Já passavam vinte das oito, de segunda a sábado na mesma paragem de autocarro, o mesmo som da cidade, encontrões em gente com muitos sacos, em gente sem nenhum. Vestia um pano colorido em jeito de roupa, com cores e cheiro a África. A fazenda garrida enroupava-a do colo aos joelhos, mostrava os braços e as mãos muito negras e secas. Meia agachada e adormecida, encostou-se contra a paragem, num contraste quase ridículo com o cartaz atrás dela, a publicidade a um perfume ou batom qualquer mostrava uma mulher a sorrir, etérea e suave, num vestidinho preto.
Ela guardava o sorriso, porventura por falta de forças, ou de motivos. Certamente não era por não carregar sacos com fitas e laços, ou por causa das sandálias consumidas que usava nos pés. Eram os sonhos que estavam gastos e rotos, caídos debaixo do banco do autocarro apinhado, de segunda a sábado.

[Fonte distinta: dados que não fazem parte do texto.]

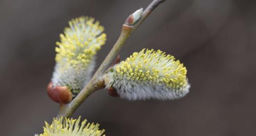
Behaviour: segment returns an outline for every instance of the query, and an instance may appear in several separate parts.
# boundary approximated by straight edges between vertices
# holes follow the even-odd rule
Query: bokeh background
[[[97,66],[128,15],[152,0],[0,1],[1,135],[33,135],[58,105],[46,88],[55,43],[68,21],[95,17],[108,40]],[[188,70],[190,92],[175,101],[130,102],[104,89],[74,115],[106,135],[256,135],[255,1],[167,0],[130,37],[125,59],[144,48],[175,55]]]

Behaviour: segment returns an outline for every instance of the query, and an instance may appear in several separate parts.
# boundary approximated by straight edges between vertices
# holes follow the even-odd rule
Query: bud
[[[136,22],[141,17],[142,12],[143,11],[143,8],[140,8],[134,12],[133,14],[131,14],[125,20],[125,24],[127,25],[132,25]]]
[[[173,100],[188,93],[186,74],[174,56],[144,49],[110,69],[103,79],[106,87],[113,88],[122,98]]]
[[[69,24],[60,35],[60,41],[56,42],[52,82],[53,86],[67,87],[74,97],[91,78],[95,55],[105,43],[106,34],[99,22],[92,17],[78,17]]]
[[[87,123],[84,120],[80,124],[81,117],[78,119],[71,119],[61,117],[58,118],[53,118],[51,124],[45,122],[46,125],[44,127],[44,133],[39,136],[104,136],[103,133],[104,129],[99,130],[99,125],[94,123],[90,124]],[[38,134],[35,134],[38,136]]]

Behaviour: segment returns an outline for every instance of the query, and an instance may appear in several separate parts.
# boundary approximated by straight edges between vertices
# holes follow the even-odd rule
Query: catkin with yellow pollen
[[[53,85],[68,87],[75,97],[92,76],[95,55],[105,43],[104,28],[92,17],[82,16],[69,22],[57,42]]]
[[[187,70],[173,56],[143,49],[115,65],[103,76],[106,87],[131,100],[172,100],[189,92]]]
[[[81,117],[78,119],[69,119],[63,117],[54,118],[51,124],[46,122],[44,133],[39,136],[104,136],[104,129],[99,130],[98,124],[87,123],[84,120],[80,124]],[[38,134],[35,134],[38,136]]]

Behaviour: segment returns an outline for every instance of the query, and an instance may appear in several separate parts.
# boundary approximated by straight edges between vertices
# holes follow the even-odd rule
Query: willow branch
[[[141,9],[131,14],[127,18],[124,24],[123,25],[117,41],[91,80],[70,103],[60,105],[57,117],[72,116],[76,109],[91,94],[96,90],[104,87],[104,81],[101,79],[103,74],[116,58],[131,33],[139,27],[158,5],[164,1],[165,0],[154,0],[143,12],[142,12],[142,9]]]

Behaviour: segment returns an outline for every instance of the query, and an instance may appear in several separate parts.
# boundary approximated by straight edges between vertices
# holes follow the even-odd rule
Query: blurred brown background
[[[152,0],[0,1],[1,135],[33,135],[58,105],[46,88],[55,43],[68,21],[95,17],[108,40],[97,66],[128,15]],[[191,84],[183,99],[129,102],[94,93],[74,115],[98,122],[106,135],[256,135],[255,1],[167,0],[133,33],[124,59],[144,48],[184,62]]]

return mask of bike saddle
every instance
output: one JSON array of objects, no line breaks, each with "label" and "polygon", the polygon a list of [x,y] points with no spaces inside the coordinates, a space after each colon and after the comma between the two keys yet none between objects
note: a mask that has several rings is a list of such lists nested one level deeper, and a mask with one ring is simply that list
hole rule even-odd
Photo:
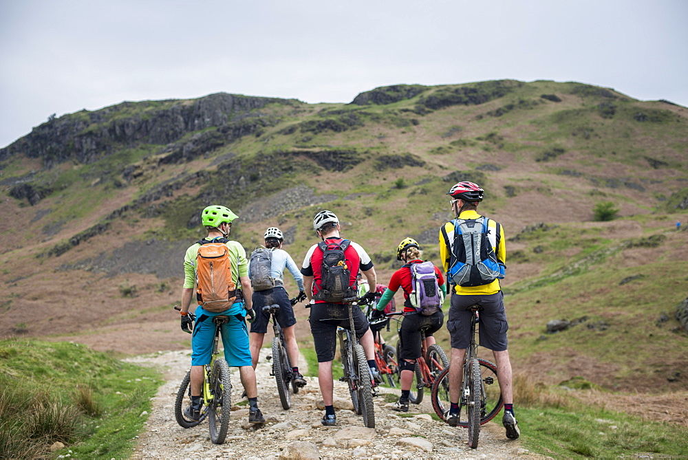
[{"label": "bike saddle", "polygon": [[273,303],[272,305],[266,305],[261,309],[267,313],[273,313],[279,311],[279,305],[276,303]]},{"label": "bike saddle", "polygon": [[229,316],[226,315],[217,315],[213,318],[213,322],[216,325],[226,324],[228,321],[229,321]]}]

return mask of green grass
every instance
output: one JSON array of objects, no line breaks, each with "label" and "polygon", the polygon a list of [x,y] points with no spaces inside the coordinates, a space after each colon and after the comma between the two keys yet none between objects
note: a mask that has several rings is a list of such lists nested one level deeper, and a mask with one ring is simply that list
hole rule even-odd
[{"label": "green grass", "polygon": [[518,407],[516,411],[522,446],[542,455],[557,459],[688,455],[688,430],[676,424],[580,405],[572,409]]},{"label": "green grass", "polygon": [[131,455],[160,383],[150,369],[78,344],[0,341],[0,457]]}]

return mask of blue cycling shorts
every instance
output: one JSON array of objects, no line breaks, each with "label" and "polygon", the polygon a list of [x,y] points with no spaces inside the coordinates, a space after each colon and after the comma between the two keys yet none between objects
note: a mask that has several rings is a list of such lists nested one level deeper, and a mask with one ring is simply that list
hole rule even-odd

Ao domingo já não imaginava mais nada sem ser o que tinha, preferia ter as mãos ocupadas do que o estômago vazio e barulhento, até porque nunca conheceu outro caminho. Finalmente o autocarro chegou e a fila inquieta para entrar formou-se com a mesma rapidez com que desapareceu, indiferente à mulher que permanecia sentada no chão. Tentou apoiar-se nas pernas, mas cedeu, pela primeira vez à fraqueza e aos olhos molhados. O autocarro arrancou, com os sonhos lá dentro, acalcanhados pelos pés de quem tem onde ir e alguém à espera.
6 comments:
uma realidade que esta presente todos os dias...mas eskecida durante por muitos durante anos!!! ADOREI...ta lindo faz as pessoas reflectirem. Pessoal vamos deixar de nos lamentar por coisas banais e sem importância. Beijos especiais pa autora
Gostei. :)
Gostei muito=) realmente deixa-nos a pensar.
interessante escolha de palavras, agora falta só encontrar-lhes o sentido.
H. D.
perfeito
Thatcher...a rebentar pelas costuras de sensibilidade, este texto fez as lágrimas virem-me aos olhos...como poderei deixar de te admirar?